OpenCV's PriorBox layer is based on origin Caffe-SSD framework (https://github.com/weiliu89/caffe/blob/ssd/src/caffe/layers/prior_box_layer.cpp). It produces anchors for min_size
specified. Then for max_size
and all the aspect ratios. It looks like TensorFlow followed this rule before some point.
Let's consider the same layers for your model. Perhaps, it was received from newer TensorFlow, right?
[0.02500001 0.02500001 0.97500002 0.97500002] // min size
[0.16412428 -0.17175144 0.83587575 1.1717515 ] // aspect ratio 2.0
[-0.17175144 0.16412428 1.1717515 0.83587575] // aspect ratio 0.5
[0.22575861 -0.3227241 0.77424139 1.3227241 ] // aspect ratio 3.0
[-0.32276523 0.22577232 1.32276523 0.77422768] // aspect ratio 0.333
[0.01266029 0.01266029 0.98733974 0.98733974] // max size
As you may see, anchor related to the max_size
hyper-parameter moved to the bottom of the list. In short words, OpenCV for the same order of anchors (min-max-ratios) predicts deltas for an updated order (min-ratios-max).
To make it works properly please apply changes from PR https://github.com/opencv/opencv/pull/10676 and use the following text graph: https://gist.github.com/dkurt/fb324b48d1c6230febd1718ee52f7291
Sample:
import numpy as np
import cv2 as cv
cvNet = cv.dnn.readNetFromTensorflow('hat_model/frozen_inference_graph.pb', 'ssd_mobilenet_v1_coco_hat.pbtxt')

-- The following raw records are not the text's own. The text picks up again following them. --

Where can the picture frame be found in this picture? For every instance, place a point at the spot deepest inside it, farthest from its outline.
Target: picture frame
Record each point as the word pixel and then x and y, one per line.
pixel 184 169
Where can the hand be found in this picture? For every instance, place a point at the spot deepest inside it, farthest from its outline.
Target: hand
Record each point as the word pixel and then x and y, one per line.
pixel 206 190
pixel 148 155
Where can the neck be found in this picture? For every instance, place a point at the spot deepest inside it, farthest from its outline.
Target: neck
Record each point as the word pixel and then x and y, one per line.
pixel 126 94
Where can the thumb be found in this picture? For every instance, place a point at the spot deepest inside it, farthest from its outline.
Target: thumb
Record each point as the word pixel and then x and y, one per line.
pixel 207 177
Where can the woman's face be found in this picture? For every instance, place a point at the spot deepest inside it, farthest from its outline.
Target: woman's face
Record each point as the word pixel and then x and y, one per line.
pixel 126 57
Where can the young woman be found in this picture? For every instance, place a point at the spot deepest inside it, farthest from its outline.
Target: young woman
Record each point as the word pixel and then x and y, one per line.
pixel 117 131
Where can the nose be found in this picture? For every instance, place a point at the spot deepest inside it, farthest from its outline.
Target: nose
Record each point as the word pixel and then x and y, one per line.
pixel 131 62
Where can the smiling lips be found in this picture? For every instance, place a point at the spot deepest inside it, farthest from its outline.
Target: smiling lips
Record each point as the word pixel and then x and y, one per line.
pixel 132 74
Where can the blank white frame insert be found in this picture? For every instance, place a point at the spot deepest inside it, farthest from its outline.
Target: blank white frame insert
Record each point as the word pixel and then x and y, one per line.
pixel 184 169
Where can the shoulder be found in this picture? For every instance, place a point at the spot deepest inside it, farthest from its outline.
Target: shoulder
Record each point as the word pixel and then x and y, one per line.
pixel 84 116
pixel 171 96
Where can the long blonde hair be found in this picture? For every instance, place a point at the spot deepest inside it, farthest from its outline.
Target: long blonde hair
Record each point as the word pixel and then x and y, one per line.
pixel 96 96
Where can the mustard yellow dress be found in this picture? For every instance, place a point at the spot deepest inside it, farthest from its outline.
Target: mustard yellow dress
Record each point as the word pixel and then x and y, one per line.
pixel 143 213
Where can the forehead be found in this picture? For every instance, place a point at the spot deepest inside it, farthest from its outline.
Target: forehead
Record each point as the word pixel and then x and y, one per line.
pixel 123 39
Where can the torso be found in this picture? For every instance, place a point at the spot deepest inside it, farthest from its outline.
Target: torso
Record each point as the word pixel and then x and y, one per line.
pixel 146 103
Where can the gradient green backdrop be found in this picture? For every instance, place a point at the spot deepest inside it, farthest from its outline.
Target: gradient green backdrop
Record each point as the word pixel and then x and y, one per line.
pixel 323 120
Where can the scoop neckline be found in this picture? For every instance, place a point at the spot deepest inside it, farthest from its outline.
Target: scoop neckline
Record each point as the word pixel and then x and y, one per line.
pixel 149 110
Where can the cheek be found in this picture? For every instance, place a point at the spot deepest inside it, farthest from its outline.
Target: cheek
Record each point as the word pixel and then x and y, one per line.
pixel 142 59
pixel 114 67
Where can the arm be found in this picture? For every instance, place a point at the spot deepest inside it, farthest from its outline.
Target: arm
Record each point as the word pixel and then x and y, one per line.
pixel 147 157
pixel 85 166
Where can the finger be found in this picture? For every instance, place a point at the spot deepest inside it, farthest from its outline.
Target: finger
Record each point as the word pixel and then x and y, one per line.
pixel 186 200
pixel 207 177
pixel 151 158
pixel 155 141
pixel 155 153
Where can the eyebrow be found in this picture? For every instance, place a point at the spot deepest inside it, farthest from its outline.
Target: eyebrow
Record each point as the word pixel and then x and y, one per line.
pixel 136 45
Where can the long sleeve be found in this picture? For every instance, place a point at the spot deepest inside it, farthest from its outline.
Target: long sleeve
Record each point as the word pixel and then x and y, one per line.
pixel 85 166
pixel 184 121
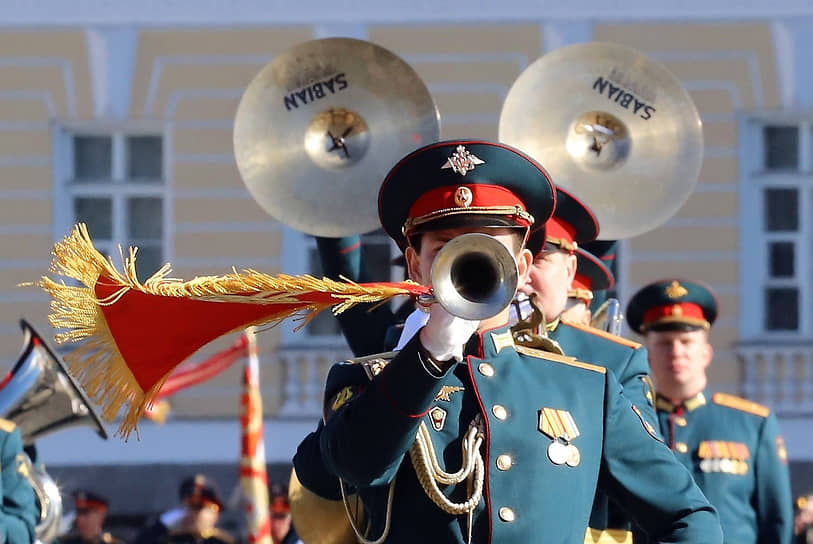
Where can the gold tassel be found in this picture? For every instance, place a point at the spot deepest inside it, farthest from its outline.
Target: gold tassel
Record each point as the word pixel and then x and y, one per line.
pixel 96 361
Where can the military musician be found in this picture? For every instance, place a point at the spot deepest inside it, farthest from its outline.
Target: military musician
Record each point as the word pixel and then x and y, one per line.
pixel 512 440
pixel 731 445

img = cv.imread('/home/dkurtaev/Pictures/image5.jpg')
cvNet.setInput(cv.dnn.blobFromImage(img, 1.0/127.5, (300, 300), (127.5, 127.5, 127.5), swapRB=True, crop=False))
cvOut = cvNet.forward()
for detection in cvOut[0,0,:,:]:
score = float(detection[2])
if score > 0.5:
left = detection[3] * img.shape[1]
top = detection[4] * img.shape[0]
right = detection[5] * img.shape[1]
bottom = detection[6] * img.shape[0]
cv.rectangle(img, (int(left), int(top)), (int(right), int(bottom)), (0, 255, 0))
cv.imshow('img', img)
cv.waitKey()
I'm sorry for delay and thank you for your patience!